Learning Opportunistic Adversarial Model on Global Wildlife Trade

Citation:

Kai Wang, Jeffrey Brantingham, and Milind Tambe. 5/2021. “Learning Opportunistic Adversarial Model on Global Wildlife Trade.” In AAMAS Autonomous Agents for Social Good Workshop (AASG).

Abstract:

Global illegal wildlife trade threatens biodiversity and acts as a potential crisis of invasive species and disease spread. Despite a wide range of national and international policies and regulations designed to stop illegal wildlife trade, high profit margins and increasing demand drive a vigorous global illicit trade network.

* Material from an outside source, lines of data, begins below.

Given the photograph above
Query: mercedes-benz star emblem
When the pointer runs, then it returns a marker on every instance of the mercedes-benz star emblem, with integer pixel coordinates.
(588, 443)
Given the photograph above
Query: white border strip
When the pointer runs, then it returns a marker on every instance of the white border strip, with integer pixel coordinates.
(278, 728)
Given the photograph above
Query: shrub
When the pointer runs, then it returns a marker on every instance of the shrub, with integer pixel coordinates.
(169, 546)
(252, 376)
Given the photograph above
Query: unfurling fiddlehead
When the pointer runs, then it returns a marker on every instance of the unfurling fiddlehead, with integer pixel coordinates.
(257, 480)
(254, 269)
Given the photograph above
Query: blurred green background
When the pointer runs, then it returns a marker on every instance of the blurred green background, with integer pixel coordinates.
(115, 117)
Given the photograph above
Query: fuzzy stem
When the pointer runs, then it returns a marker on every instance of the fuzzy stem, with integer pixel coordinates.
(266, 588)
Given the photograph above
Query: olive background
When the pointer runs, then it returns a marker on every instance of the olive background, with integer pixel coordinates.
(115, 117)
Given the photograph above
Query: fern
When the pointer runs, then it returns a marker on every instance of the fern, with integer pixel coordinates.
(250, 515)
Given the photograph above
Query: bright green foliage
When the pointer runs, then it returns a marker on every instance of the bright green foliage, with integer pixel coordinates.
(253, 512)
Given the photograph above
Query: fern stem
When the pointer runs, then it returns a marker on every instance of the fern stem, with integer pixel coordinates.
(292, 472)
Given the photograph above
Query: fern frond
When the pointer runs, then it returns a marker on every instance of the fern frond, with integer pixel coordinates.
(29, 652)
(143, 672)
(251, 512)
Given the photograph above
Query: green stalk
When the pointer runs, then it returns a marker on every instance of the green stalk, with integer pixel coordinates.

In this paper, we aim to build an adversarial model to predict the future wildlife trade based on the historical trade data. We hypothesize that the majority of illegal wildlife trade is opportunistic crime, which is highly correlated to legal wildlife trade. We can therefore leverage the abundant legal wildlife trade data to forecast the future wildlife trade, where a fixed fraction of trade volume will reflect the opportunistic wildlife trade volume. To learn a legal wildlife trade model, we propose to use graph neural networks and meta-learning to handle the network and species dependencies, respectively. Lastly, we suggest to incorporate agent-based models on top of our model to study the evolution from opportunistic to more organized illegal wildlife trade behavior.